One thing I've learned about scar tissue is that it has consequences. Just this weekend, a friend showed me her back. She has a two and a half foot long scar curving the length of her back - a remnant of the consequences of her choice to choose Christ. She's having pain when she works hard and wonders what is wrong. I examined the scar and the muscles surrounding it. I think the wound was initially cared for well, but she was sent home, and people were frightened of her wound, so no one washed and bandaged it again. They were afraid they would faint. Afraid they could not face the pain of looking at her back. So she was left alone. She has more scar tissue than was needed. I think that now, when she has a physical job, that scar tissue is pulling, and that causes pain. My incision from surgery did for years, and still does occasionally if I lift too much, hike too far, or work too hard. I've learned that it will do that, but not to worry. Actually, as I pushed through the pain, some of the scar tissue broke up. I hope hers will, too, but I am going to do some research to see what can be done to help her.
Scar tissue can cause pain. Even after healing. That is why I work so hard to heal my son's wound. My friend's scar causes her pain. Mine cause me pain. It has healed, but it could have been healed by primary intention. It could have been healed even later by secondary intention if it had been covered and cared for. It wasn't, and when the scar tissue pulls, it reminds me... no one was there to bandage and cover with oil.

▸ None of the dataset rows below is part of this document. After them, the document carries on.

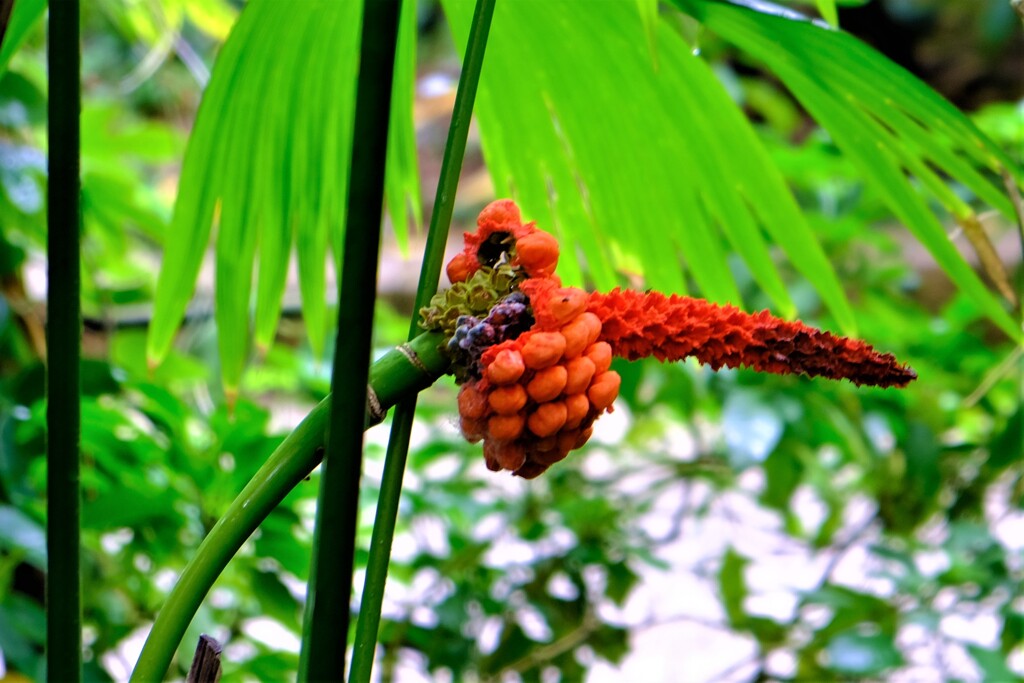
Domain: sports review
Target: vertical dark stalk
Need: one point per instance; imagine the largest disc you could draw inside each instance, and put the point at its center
(64, 338)
(397, 451)
(328, 600)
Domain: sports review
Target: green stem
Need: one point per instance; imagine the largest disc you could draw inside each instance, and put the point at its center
(399, 373)
(330, 588)
(64, 340)
(397, 452)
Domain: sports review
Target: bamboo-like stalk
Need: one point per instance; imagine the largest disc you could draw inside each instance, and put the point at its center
(329, 591)
(401, 372)
(397, 452)
(64, 341)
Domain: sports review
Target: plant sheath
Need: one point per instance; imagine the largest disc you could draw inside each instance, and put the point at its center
(329, 595)
(64, 340)
(397, 450)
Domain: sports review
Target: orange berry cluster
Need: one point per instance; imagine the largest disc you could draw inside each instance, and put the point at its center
(539, 394)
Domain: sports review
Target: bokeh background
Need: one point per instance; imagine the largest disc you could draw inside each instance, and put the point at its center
(720, 526)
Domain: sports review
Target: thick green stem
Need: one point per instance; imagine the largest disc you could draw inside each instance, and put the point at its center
(400, 373)
(330, 587)
(64, 340)
(397, 452)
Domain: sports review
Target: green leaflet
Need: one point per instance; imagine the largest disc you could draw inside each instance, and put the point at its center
(270, 150)
(890, 124)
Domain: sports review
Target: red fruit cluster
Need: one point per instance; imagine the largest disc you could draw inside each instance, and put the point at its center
(539, 394)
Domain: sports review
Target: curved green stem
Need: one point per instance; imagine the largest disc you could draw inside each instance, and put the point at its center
(397, 451)
(400, 373)
(64, 341)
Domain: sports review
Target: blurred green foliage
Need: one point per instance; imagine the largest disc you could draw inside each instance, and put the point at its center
(898, 512)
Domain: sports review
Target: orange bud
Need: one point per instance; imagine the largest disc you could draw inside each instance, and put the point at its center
(507, 399)
(505, 427)
(547, 419)
(461, 267)
(581, 333)
(577, 406)
(543, 349)
(600, 353)
(547, 384)
(473, 430)
(472, 403)
(581, 372)
(546, 443)
(508, 456)
(604, 389)
(538, 254)
(565, 303)
(506, 368)
(500, 215)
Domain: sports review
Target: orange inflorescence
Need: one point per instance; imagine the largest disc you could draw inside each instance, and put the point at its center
(671, 328)
(532, 398)
(538, 395)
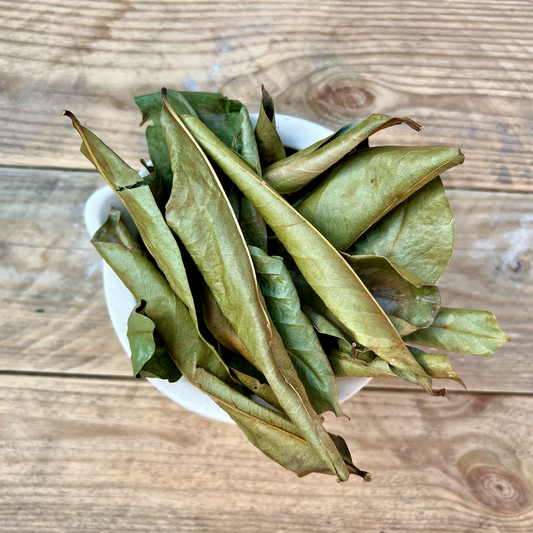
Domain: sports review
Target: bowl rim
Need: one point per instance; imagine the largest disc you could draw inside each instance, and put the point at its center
(295, 133)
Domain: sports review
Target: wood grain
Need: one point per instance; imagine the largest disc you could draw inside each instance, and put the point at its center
(462, 69)
(90, 455)
(54, 317)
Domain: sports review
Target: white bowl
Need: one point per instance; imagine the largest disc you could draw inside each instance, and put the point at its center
(295, 133)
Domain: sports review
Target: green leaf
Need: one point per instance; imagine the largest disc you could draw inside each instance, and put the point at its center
(359, 191)
(297, 332)
(220, 327)
(398, 292)
(171, 317)
(292, 173)
(157, 148)
(137, 197)
(220, 115)
(253, 225)
(261, 389)
(467, 331)
(249, 151)
(325, 327)
(149, 358)
(272, 432)
(417, 234)
(201, 215)
(323, 267)
(437, 366)
(268, 141)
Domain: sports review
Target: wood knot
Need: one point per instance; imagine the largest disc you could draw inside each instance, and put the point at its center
(342, 95)
(498, 489)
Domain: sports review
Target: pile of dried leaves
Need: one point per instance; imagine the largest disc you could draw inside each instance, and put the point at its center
(267, 273)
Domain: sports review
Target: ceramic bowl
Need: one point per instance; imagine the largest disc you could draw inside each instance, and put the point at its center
(295, 133)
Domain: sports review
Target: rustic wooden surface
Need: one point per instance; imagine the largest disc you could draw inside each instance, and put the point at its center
(83, 446)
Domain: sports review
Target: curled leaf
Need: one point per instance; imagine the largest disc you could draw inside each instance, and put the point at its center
(399, 292)
(418, 234)
(297, 333)
(149, 357)
(253, 225)
(220, 327)
(359, 191)
(201, 215)
(327, 272)
(171, 317)
(437, 366)
(468, 331)
(261, 389)
(268, 141)
(137, 196)
(272, 432)
(249, 150)
(292, 173)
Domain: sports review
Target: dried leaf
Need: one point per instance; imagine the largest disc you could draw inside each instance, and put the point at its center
(201, 215)
(297, 332)
(220, 327)
(253, 225)
(268, 141)
(261, 389)
(249, 151)
(136, 195)
(149, 357)
(437, 366)
(417, 234)
(292, 173)
(272, 432)
(171, 317)
(323, 267)
(221, 115)
(359, 191)
(398, 292)
(461, 330)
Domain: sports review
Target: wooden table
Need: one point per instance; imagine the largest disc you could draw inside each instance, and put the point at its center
(83, 446)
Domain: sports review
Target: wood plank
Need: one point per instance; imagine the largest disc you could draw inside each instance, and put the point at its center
(463, 69)
(92, 455)
(48, 264)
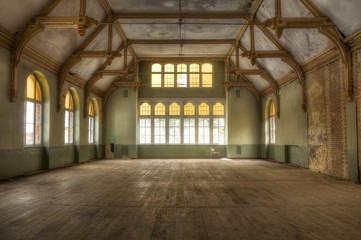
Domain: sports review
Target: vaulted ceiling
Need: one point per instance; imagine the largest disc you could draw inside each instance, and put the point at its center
(98, 40)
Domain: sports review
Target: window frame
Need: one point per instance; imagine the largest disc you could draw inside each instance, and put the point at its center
(37, 120)
(181, 131)
(70, 119)
(198, 73)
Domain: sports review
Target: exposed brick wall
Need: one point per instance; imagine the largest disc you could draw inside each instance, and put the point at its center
(356, 58)
(327, 130)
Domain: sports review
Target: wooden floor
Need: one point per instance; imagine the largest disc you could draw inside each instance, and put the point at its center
(180, 199)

That fact also hurts.
I can't fix that. Instead, I can only go on. And today, I look at my friend's wound, listen to her story, and tell her I wish I had been there to wash and dress her wound. I run my finger along its length, gently probing its depth, and marvel at her courage. I promise to do what I can to find out what has promise in decreasing scar tissue, in helping her be strong enough to push through the pain. And I dress my son's wound again and again, ignoring his wiggling and giggling, determined that he will heal with as little scar tissue as possible.